Parallel Matrix Multiply

In the lecture I merely said write a parallel matrix multiplication program: C = A * B. Here I have added detail to make it easier for you.

The program should be able to accept any size square matrix and utilize any number of processors, although I will accept a fixed number of processors.

Some comments on implementation and submission:

1. Only one process (e.g., a process with rank = 0 acting as the master) should read the data/matrix (or assign values to matrix A and B) and then it should automatically share this among the worker processes.

2. You can divide the work among processes in a number of ways. Some suggested ways are: (a) treat computations of all elements of each row of the resulting matrix C as one work unit, (b) treat computations of all elements of each column of the resulting matrix C as one work unit, (c) computations of each element of the resulting matrix C as one work unit, (d) create work units based on the number of processes and the size of matrix and then assign them different worker process.

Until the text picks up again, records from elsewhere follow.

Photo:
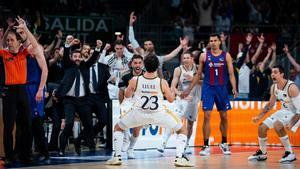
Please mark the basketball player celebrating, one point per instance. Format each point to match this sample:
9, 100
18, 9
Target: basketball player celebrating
288, 94
150, 90
217, 68
188, 107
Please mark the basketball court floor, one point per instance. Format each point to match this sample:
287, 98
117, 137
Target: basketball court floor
152, 159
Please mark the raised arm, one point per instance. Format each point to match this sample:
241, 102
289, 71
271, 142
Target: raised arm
223, 40
262, 65
131, 36
261, 40
294, 94
1, 38
291, 58
103, 53
167, 91
231, 74
175, 80
273, 60
40, 58
183, 42
95, 55
196, 77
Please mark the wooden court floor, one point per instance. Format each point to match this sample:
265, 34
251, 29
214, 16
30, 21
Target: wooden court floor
152, 159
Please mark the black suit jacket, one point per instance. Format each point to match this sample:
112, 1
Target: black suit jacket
70, 72
2, 77
103, 76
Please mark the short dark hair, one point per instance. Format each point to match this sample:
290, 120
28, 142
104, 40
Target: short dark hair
189, 53
215, 35
151, 63
18, 36
119, 42
76, 51
279, 67
136, 57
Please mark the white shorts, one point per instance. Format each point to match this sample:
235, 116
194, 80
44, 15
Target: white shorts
136, 118
113, 91
189, 107
283, 116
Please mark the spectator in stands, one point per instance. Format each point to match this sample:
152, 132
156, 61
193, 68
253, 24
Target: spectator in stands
294, 63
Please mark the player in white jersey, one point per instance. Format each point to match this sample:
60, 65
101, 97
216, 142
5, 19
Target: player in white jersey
187, 107
288, 94
150, 91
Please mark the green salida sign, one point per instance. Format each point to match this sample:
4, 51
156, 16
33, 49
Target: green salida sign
86, 28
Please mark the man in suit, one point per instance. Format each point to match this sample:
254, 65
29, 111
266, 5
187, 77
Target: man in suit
74, 89
97, 98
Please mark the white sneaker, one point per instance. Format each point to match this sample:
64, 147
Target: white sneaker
288, 157
161, 148
183, 162
130, 154
205, 151
225, 148
258, 155
115, 160
126, 141
187, 150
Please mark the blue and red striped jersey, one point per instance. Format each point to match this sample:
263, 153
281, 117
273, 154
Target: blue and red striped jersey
215, 69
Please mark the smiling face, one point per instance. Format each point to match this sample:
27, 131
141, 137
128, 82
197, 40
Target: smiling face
148, 46
119, 50
214, 42
85, 52
22, 34
187, 59
137, 65
76, 57
13, 43
276, 75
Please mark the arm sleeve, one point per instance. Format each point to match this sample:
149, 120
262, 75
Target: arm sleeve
132, 39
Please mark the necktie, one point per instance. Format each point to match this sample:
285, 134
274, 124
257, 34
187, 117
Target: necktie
94, 78
77, 84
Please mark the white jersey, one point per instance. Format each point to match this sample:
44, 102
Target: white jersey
148, 94
284, 98
184, 83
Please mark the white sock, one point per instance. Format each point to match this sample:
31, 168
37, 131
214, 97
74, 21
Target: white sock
132, 142
180, 144
262, 144
167, 135
286, 143
118, 141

3. Try to do assign the work units to worker processes such that the load/work distribution among them is balanced. The master process should collect the results from worker processes and strores in matrix C.

4. Testing and Evaluation:
    (a) Take the size of square matrix as an input to the program by reading from the keyboard at runtime.
    (b) Test your program to make sure that it works in parallel!
    (c) When the size of matrix (N) is larger than 5, it is NOT be feasible for you to input elements of matrix A and B from the keyboard. In such cases, simply assign some random values to elements matrix A and B.
(d) Run your program for three different problem sizes: matrix size: N = 100, 200, 300, 400, 500 on different combinations of processes: 4, 8, 10, and 12 processes.
   (e) Note the processing time by making use of appropriate MPI calls and draw a graph for varying values of matrix size with "Number of CPUs/nodes on X column" and "the time taken " on Y column.

That is, use randomly generated matricies in a range of sizes and produce a report on the time taken for a range of different sized matricies in a parallel programmin environment using MPI.
.
4. Submission:

Write a report containing (a) details on your design and implementation and the way you did load balancing, (b) performance graphs and (c) program code
Please email your report to Associate Lecturer only (by deadline). Please mention your name and student number on the first page of your report.
Please bring a printed report and handover during the demo.

Old Description: You are welcome to implement as indicated below if you like.

A better way of expressing the problem is: Write a function "square_dgemm", similar to the LAPACK "dgemm" routine but limited to square matrices, to compute the product of two matrices using MPI to distribute the task onto a number of processors. Note, only one processor should read the data/matrix and then the program should automatically share this among the processors.

There is a harness routine matmul.c in http://www.hpc.unimelb.edu.au/cs/assignment2/ which provides checks on correctness and scalability. There are also serial basic and dlocked matrix multiiply sub-routines in the directory which may give assistance with methods of dealing with the odd bits left when the number of processors does not divide the matrix size.